Buried deep within the Earth, there exist ancient yet living colonies of microbes that have adapted to thrive in rocks located far below the surface, surviving for thousands and even millions of years. These remarkable microorganisms seem to exist at a slow pace, showing minimal evolution across vast geological timescales, thus allowing us a glimpse into the distant past. Recently, scientists have found active microbes within a rock sample believed to be 2 billion years old.
“Previously, we weren’t certain whether rocks dating back 2 billion years could support life. Prior to this, the oldest geological layer where living microorganisms were discovered was around 100 million years old beneath the ocean floor, making this a groundbreaking find. By analyzing the DNA and genomes of such microbes, we may better understand the origins of early life on Earth,” stated Yohey Suzuki, the lead author and an associate professor at the University of Tokyo’s Graduate School of Science.
This particular rock sample was extracted from the Bushveld Igneous Complex (BIC), a formation in northeastern South Africa that originated from magma cooling slowly beneath the Earth’s crust.

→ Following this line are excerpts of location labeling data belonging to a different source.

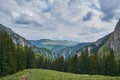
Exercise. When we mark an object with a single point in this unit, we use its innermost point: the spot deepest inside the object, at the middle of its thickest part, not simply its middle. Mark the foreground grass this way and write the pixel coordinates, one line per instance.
(42, 74)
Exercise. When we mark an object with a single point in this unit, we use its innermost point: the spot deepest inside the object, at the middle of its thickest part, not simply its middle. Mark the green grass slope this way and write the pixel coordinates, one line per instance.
(41, 74)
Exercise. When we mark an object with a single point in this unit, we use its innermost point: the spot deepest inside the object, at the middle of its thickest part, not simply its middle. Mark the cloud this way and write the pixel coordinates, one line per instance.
(88, 16)
(109, 9)
(77, 20)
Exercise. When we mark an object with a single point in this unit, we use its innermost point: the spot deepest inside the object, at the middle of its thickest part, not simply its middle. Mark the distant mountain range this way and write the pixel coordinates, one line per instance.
(17, 39)
(53, 45)
(55, 48)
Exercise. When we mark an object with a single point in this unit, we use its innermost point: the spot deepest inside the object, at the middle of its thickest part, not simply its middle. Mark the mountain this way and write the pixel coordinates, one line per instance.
(17, 39)
(53, 45)
(77, 49)
(114, 40)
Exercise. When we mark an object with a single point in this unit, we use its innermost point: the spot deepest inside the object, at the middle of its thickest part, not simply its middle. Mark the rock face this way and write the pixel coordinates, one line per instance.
(114, 39)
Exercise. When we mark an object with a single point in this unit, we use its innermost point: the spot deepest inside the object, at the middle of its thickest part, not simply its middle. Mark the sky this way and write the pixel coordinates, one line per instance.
(76, 20)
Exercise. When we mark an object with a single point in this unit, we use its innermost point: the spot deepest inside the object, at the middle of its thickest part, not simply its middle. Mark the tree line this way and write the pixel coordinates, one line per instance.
(15, 58)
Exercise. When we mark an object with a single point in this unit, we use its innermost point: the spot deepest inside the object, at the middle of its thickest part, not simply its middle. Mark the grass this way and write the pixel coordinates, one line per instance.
(42, 74)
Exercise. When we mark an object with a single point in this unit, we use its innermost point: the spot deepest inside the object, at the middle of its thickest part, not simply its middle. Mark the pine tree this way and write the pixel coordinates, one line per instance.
(110, 67)
(30, 58)
(84, 62)
(93, 66)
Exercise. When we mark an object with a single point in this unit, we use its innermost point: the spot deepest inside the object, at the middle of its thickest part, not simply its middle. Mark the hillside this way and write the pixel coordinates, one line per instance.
(41, 74)
(53, 45)
(17, 39)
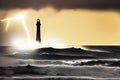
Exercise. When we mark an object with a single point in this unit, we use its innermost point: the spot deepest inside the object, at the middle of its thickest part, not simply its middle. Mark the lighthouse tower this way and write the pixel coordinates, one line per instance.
(38, 34)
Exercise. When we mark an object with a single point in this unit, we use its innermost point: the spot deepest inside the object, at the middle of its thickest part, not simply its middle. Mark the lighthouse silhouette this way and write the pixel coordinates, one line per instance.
(38, 33)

The BIC spans roughly 66,000 square kilometers (comparable to Ireland), and its thickness can reach up to 9 kilometers. It hosts some of Earth’s most valuable mineral deposits, including about 70% of globally mined platinum.

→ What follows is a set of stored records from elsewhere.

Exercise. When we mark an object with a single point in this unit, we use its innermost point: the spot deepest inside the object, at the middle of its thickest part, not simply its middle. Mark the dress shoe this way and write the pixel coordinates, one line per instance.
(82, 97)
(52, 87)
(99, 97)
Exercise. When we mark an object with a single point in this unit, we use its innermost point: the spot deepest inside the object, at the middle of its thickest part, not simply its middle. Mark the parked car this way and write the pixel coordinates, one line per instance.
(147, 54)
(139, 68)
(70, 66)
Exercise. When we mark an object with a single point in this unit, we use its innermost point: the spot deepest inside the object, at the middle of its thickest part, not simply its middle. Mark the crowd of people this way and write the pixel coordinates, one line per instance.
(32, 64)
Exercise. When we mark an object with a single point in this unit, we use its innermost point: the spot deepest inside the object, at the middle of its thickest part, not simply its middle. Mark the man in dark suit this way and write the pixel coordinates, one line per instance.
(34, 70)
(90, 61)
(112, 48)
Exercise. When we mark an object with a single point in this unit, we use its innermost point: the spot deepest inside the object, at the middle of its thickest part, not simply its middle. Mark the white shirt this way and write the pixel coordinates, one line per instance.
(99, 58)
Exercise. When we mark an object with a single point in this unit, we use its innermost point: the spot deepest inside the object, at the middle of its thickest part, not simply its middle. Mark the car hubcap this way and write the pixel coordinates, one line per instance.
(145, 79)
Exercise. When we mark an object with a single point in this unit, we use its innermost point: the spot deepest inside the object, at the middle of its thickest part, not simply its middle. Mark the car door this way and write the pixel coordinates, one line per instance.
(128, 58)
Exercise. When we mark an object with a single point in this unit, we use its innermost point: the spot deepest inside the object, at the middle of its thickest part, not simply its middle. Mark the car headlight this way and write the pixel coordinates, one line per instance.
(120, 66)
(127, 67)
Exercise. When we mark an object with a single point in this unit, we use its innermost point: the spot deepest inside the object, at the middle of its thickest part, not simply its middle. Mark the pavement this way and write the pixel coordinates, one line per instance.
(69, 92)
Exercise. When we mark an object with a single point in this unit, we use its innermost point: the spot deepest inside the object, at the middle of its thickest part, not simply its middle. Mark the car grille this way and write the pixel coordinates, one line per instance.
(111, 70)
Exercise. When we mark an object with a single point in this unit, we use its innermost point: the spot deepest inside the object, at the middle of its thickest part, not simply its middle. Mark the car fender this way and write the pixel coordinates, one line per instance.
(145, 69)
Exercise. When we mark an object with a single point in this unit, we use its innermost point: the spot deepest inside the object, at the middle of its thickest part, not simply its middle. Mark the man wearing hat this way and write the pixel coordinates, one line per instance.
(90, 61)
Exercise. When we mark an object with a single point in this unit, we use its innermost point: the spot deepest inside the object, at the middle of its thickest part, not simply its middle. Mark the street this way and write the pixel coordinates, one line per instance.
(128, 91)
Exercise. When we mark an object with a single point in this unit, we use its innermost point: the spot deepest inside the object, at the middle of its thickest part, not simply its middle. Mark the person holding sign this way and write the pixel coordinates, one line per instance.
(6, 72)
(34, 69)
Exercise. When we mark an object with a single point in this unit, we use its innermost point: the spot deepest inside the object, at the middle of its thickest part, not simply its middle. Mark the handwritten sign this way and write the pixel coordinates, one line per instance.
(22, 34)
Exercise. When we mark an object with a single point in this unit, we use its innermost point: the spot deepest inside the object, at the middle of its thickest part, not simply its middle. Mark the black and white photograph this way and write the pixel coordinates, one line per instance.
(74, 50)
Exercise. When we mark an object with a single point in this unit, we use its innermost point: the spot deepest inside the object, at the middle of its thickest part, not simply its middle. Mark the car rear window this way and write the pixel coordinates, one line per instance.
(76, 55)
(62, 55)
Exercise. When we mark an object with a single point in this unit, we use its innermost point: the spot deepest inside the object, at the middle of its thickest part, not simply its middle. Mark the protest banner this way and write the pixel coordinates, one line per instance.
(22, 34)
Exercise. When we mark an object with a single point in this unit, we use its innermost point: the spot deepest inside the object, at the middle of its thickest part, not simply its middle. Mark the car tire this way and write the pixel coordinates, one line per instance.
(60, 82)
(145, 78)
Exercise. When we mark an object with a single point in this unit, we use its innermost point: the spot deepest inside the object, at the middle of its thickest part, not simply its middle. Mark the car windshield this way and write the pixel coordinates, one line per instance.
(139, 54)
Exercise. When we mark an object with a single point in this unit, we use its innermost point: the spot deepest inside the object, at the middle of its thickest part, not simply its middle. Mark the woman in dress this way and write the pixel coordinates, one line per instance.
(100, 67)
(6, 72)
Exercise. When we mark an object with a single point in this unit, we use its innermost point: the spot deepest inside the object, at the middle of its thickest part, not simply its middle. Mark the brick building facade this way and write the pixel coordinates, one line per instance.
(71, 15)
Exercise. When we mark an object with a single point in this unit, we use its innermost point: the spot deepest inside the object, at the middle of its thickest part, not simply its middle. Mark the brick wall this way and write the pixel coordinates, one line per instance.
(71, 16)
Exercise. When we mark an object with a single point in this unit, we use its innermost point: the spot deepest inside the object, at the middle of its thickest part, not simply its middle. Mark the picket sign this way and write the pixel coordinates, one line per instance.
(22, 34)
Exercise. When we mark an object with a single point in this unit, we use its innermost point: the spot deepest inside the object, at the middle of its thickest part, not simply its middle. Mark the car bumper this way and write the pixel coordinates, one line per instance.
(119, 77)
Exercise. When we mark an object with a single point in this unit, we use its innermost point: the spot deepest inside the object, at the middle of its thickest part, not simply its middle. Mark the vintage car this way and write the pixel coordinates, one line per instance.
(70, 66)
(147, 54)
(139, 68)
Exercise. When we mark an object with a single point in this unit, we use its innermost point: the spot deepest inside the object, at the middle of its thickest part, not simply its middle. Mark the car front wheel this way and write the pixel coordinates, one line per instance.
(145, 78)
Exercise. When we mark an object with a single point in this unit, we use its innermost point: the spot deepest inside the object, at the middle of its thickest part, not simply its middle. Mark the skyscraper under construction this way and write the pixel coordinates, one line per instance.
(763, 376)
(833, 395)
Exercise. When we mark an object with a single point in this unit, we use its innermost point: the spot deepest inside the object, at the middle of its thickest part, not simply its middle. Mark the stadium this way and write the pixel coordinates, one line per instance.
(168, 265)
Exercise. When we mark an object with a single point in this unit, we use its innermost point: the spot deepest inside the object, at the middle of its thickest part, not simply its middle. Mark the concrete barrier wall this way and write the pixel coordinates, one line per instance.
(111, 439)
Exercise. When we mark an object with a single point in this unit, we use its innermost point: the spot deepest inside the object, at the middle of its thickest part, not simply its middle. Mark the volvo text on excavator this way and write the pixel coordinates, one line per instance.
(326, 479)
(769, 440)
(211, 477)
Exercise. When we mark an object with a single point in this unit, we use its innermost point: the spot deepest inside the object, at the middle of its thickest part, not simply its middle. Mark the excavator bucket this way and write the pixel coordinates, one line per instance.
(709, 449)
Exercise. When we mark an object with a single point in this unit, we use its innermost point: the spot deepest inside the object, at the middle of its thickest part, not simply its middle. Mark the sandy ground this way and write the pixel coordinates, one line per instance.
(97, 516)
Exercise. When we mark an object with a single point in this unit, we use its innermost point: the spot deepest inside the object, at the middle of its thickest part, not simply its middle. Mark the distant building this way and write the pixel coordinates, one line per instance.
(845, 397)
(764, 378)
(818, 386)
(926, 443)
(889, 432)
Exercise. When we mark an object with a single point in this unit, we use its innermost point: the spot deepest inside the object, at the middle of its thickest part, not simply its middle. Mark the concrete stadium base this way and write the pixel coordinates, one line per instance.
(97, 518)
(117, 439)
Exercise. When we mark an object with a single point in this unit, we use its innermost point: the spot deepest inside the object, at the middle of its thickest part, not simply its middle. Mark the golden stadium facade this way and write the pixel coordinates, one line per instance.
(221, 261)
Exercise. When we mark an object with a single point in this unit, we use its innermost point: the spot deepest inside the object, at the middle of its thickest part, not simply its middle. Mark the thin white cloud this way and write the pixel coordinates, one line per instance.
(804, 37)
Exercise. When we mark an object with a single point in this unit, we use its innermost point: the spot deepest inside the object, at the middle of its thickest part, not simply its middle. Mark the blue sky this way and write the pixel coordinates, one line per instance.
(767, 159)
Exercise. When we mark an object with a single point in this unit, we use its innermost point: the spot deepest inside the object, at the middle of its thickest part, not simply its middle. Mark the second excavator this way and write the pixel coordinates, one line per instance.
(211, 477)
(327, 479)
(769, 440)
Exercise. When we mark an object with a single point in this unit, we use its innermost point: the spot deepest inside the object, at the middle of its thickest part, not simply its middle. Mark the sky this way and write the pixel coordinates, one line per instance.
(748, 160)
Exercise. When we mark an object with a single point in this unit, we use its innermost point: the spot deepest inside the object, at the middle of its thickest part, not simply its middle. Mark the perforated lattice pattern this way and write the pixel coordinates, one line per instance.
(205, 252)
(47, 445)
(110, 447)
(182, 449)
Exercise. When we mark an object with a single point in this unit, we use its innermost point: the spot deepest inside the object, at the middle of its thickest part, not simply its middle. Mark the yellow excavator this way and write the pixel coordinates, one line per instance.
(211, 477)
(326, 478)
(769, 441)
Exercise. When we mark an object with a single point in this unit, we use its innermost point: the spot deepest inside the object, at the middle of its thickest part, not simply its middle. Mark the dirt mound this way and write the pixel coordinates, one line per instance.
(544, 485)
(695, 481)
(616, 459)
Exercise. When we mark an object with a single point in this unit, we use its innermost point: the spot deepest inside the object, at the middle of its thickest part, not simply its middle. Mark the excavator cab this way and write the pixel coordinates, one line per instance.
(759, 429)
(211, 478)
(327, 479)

Due to its formation process and the minimal geological changes that have occurred since, the BIC is thought to offer a stable environment for ancient microbial life to persist until now.

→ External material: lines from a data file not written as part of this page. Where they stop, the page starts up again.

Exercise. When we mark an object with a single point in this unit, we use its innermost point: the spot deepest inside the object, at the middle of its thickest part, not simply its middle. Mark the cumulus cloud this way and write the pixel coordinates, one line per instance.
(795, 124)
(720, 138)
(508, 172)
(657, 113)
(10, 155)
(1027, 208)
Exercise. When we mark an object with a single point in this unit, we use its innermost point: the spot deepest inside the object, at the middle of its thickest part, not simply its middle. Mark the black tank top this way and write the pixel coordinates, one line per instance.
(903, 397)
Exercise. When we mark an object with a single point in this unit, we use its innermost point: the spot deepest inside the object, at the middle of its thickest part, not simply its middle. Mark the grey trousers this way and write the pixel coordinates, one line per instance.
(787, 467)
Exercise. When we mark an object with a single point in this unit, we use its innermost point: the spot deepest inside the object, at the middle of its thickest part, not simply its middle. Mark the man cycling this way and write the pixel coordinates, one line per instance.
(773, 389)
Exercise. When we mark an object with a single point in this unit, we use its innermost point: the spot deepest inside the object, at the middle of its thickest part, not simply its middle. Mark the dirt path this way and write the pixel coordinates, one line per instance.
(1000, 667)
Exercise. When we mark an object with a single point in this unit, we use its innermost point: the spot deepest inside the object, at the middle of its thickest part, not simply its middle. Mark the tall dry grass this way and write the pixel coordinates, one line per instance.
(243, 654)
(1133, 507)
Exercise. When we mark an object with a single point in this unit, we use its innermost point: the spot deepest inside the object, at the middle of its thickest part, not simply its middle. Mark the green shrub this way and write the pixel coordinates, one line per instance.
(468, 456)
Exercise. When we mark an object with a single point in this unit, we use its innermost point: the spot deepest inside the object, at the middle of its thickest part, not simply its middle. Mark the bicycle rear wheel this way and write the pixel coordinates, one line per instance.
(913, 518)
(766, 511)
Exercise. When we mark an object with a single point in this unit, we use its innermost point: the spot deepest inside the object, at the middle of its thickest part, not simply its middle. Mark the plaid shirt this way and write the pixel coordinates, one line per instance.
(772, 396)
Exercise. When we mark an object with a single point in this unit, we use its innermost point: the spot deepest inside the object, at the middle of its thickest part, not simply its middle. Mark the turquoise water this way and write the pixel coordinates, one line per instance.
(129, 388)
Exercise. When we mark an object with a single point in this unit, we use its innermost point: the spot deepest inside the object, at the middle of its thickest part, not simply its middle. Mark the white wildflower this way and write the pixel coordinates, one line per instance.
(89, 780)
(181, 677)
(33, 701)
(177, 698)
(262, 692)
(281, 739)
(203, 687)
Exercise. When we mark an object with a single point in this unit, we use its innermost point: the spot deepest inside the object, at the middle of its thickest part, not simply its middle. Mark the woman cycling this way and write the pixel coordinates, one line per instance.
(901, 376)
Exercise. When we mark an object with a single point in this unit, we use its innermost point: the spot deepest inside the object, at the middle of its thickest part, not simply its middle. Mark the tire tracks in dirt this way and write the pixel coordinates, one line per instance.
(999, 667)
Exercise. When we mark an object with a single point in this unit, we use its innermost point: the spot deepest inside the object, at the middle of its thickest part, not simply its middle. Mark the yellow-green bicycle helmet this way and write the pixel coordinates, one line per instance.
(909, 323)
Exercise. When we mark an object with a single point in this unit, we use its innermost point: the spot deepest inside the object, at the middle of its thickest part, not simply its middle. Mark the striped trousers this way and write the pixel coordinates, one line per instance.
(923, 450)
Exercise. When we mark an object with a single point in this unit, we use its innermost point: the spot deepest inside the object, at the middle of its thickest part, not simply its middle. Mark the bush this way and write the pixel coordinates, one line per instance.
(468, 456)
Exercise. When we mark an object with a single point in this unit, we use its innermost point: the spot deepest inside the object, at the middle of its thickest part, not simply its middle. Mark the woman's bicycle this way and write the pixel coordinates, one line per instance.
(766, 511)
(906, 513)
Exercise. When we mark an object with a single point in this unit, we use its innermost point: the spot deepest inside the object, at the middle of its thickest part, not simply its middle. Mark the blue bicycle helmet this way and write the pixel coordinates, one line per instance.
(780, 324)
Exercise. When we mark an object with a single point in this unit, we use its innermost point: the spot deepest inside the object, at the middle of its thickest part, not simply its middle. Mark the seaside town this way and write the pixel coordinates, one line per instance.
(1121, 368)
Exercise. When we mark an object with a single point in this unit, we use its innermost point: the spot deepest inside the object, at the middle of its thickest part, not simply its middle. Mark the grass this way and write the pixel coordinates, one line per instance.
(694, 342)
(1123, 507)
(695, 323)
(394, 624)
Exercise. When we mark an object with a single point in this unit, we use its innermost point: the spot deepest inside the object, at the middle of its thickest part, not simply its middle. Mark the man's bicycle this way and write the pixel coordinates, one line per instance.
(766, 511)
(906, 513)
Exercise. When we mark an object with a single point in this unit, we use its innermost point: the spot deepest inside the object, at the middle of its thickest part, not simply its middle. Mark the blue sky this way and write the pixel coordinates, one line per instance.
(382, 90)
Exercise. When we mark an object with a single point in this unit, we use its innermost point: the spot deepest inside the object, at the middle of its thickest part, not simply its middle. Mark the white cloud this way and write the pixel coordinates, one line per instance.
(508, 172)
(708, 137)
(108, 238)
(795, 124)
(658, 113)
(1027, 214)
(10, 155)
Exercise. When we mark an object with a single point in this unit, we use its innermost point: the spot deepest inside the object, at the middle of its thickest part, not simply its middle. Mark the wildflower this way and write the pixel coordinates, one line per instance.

With support from the International Continental Scientific Drilling Program—a nonprofit focused on geological exploration—the team retrieved a rock core sample measuring 30 centimeters, taken from around 15 meters below the surface. After slicing the rock into thin sections for analysis, the researchers discovered living microbial cells densely packed in the rock’s cracks. Notably, any openings around these cracks were filled with clay, preventing other organisms from infiltrating or the microbes from escaping.
The team built upon a previously developed technique to ensure that the microorganisms were truly native to the rock sample and not introduced through contamination during the drilling or analysis. They stained the microbial DNA and used infrared spectroscopy to examine the proteins in the microbes and their surrounding clay, confirming both the viability and authenticity of the microorganisms.
“I am very curious about subsurface microbes, not just on our planet but also regarding their potential existence on other celestial bodies,” said Suzuki. “Although Martian rocks tend to be significantly older (ranging from 20 to 30 billion years old), NASA’s Perseverance rover is expected to return rock samples that are of a similar age to those we studied. The discovery of microbial life in these 2 billion-year-old Earth samples, combined with our ability to confirm their authenticity, excites me about the possibilities for finding life in samples from Mars.”